Il primo capitolo da protagonista di Sam Wilson come Captain America convince a metà, tra un buon protagonista e una trama politica poco incisiva.
Captain America: Brave New World ha il compito non semplice di consolidare Sam Wilson nel ruolo di Captain America dopo la serie The Falcon and the Winter Soldier. Il risultato è un film onesto ma altalenante.
Il protagonista funziona
Sam Wilson si conferma un protagonista credibile: meno "sovrumano" del Cap originale, più incline al dialogo e alla mediazione, coerentemente con quanto costruito nella serie televisiva che lo ha preceduto.

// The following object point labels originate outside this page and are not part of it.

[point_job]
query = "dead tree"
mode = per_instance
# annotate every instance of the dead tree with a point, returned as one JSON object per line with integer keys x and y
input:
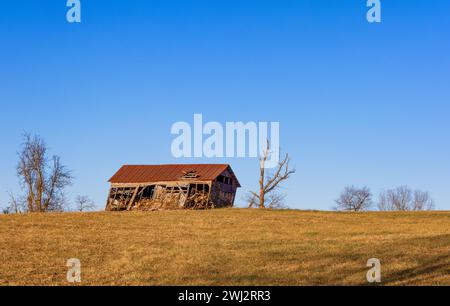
{"x": 84, "y": 203}
{"x": 354, "y": 199}
{"x": 404, "y": 199}
{"x": 269, "y": 184}
{"x": 42, "y": 180}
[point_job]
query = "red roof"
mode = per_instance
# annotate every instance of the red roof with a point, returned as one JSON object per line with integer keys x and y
{"x": 167, "y": 173}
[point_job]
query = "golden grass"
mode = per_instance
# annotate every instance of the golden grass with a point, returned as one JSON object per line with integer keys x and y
{"x": 225, "y": 247}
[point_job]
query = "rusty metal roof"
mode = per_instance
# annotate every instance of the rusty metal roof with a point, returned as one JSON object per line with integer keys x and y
{"x": 130, "y": 174}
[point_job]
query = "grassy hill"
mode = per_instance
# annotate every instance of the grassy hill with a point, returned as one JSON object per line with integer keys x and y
{"x": 225, "y": 247}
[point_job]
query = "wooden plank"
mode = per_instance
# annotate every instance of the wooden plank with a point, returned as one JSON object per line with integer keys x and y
{"x": 132, "y": 198}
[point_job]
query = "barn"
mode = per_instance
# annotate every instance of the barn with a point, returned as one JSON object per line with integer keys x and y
{"x": 176, "y": 186}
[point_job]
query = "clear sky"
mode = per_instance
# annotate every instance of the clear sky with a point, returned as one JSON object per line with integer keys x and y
{"x": 358, "y": 103}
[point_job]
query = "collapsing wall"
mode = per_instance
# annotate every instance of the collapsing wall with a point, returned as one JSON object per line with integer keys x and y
{"x": 169, "y": 195}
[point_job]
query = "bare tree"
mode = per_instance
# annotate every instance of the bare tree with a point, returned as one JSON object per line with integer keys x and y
{"x": 269, "y": 184}
{"x": 354, "y": 199}
{"x": 404, "y": 199}
{"x": 422, "y": 201}
{"x": 42, "y": 180}
{"x": 84, "y": 203}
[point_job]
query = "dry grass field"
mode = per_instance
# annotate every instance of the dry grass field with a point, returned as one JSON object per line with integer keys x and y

La trama politica non convince fino in fondo
Le tematiche geopolitiche al centro della trama, pur ambiziose, restano spesso in superficie, con una risoluzione che semplifica eccessivamente conflitti presentati come complessi nella prima parte del film.
Azione altalenante
Alcune sequenze action risultano ben girate, mentre altre soffrono di un montaggio confuso, in particolare negli scontri con più personaggi in campo contemporaneamente.
Conclusione
Un film che pone buone basi per il futuro di Sam Wilson come Captain America, ma che non riesce a bilanciare del tutto ambizione narrativa ed esecuzione.